Interferon‐β enhances autophagy of vascular smooth muscle cells

Autophagy, type 2 programmed cell death, is a self‐digestion process that degrades intracellular structures in response to stresses leading to cell survival. Autophagy also is a special pathway leading to cell death in atherosclerotic vessels, and cells die with a morphology that is intermediate between apoptosis and necrosis.
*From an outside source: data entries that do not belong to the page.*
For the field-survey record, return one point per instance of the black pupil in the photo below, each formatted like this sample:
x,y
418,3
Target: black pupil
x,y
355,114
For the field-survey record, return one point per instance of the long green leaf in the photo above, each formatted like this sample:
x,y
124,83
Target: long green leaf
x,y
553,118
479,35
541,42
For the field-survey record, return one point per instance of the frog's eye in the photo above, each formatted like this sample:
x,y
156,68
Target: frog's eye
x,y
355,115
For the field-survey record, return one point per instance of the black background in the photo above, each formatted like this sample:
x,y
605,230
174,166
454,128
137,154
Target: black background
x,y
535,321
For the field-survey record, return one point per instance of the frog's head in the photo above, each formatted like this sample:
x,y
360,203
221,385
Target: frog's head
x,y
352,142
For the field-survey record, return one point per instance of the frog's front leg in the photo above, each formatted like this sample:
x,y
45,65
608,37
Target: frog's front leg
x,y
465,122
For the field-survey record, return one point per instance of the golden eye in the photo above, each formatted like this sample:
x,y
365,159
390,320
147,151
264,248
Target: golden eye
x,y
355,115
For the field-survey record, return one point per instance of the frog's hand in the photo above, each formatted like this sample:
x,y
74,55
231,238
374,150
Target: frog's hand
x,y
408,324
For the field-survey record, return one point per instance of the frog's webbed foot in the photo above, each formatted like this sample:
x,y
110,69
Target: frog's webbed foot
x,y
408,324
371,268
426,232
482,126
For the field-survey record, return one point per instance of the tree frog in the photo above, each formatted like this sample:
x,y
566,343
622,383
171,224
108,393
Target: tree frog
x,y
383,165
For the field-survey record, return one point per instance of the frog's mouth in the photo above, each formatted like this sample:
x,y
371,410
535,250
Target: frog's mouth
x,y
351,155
Previous studies have documented that cytokines induces autophagy. However, the role of Interferon‐β (IFN‐β) in autophagy is unknown. In the present study, we reported that IFN‐β with potent antiviral and anti‐proliferative activities up‐regulated autophagy in vascular smooth muscle cells (VSMCs). After 3 days of IFN‐β treatment under serum free condition, flow cytometry analysis showed that IFN‐β at 2000U/ml increased the ROS production. In addition, western blot analysis revealed that treatment with IFN‐β resulted in increase in the expression of LC3‐¥± which is a widely used marker of autophagy. The present data also demonstrated that IFN‐β increased in the expression of autophagy‐related gene 5 (Atg5) and Atg6/Beclin‐1. Moreover, the levels of Rab5 and Rab7 protein that are regulators of autophagosome formation were up‐regulated by IFN‐β. Thus, these results suggest that IFN‐β regulates autophagy‐related genes expression and ROS production, leading to induction of autophagy in VSMCs.